With the continued coverage of the ISIS issues, I find myself hearing over and over again that people will defend their actions (atrocious as they are) over and over again by saying, "But they bring us food, they provide electricity, they keep us safe."  They do manage to do that, but they do it in much the same way an abusive person keeps their spouse and/or family in check.  They do provide and, from time to time, can be kind and seemingly gentle folks.

However, they keep their spouse so worked up by already having demonstrated a penchant for abuse (physical, emotional, etc.) that the spouse never knows what the next trigger will be or when the next battering will take place.  So ISIS may provide in ways the government couldn't, but they do so through corruption, intimidation, and fear and then what they provide is seen as a blessing and the praises are high because to suggest a differing opinion is to risk life and limb.

The question becomes with what will we put up?  Abused spouses tend to put up with quite a lot and make plenty of excuses for the bad behavior of their abusive partner.  Why?  Even if the status quo is terrible, sometimes change seems too hard.  But we will all put up with things that others can't understand.  From hoarders who risk a collapsed second floor to abusive relationships to persons who use the guise of religion to commit atrocities (Jim Jones, ISIS, the Inquisition).  We put up with a lot.

As a pastor, I find that the difficulty lies not in pointing out the abuses, but in moving beyond them.  We strive to educate, but we find that people have so bought into the brokenness of whatever system it is that seeing something new is frightening and they will rebel against it.
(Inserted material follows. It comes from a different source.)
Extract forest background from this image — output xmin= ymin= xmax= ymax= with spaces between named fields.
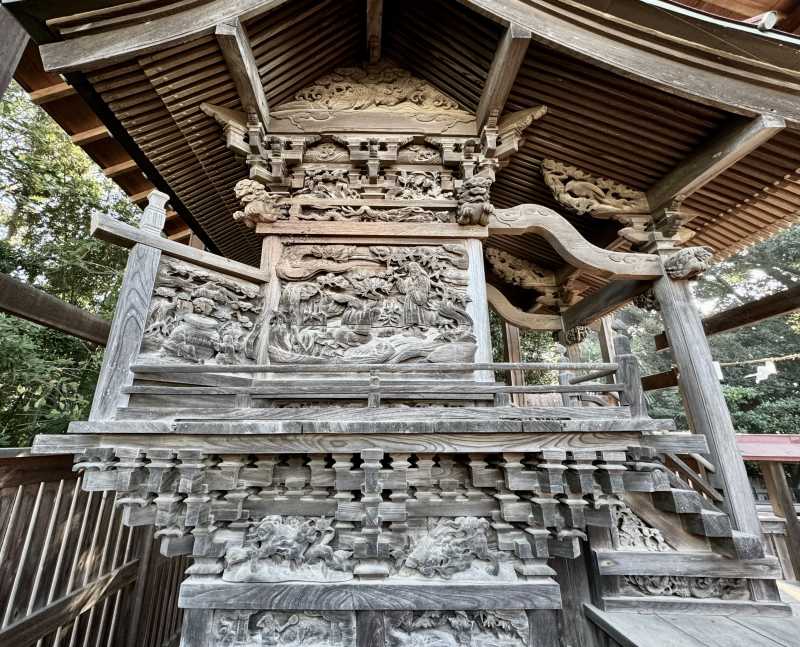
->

Like Plato's allegory of the cave, some people will insist on returning to the lie of the shadow in the cave rather than risk exposure to the true light of day (and if you don't want to read Plato, watch the first Matrix movie).  So many congregants will feverishly work against progress because they feel safe in whatever system they exist.  And it seems that that system has to collapse completely before anyone will give thought to change.  When the church can no longer record the service because they can't find anyone who still sells cassette tapes, the system begins to waver.  For some, when film strips went out of fashion, the whole thing fell apart.

Yet instead of being above it all, resisting the abuses, we stay firm in the brokenness because we still find some benefit in the midst of the horrors.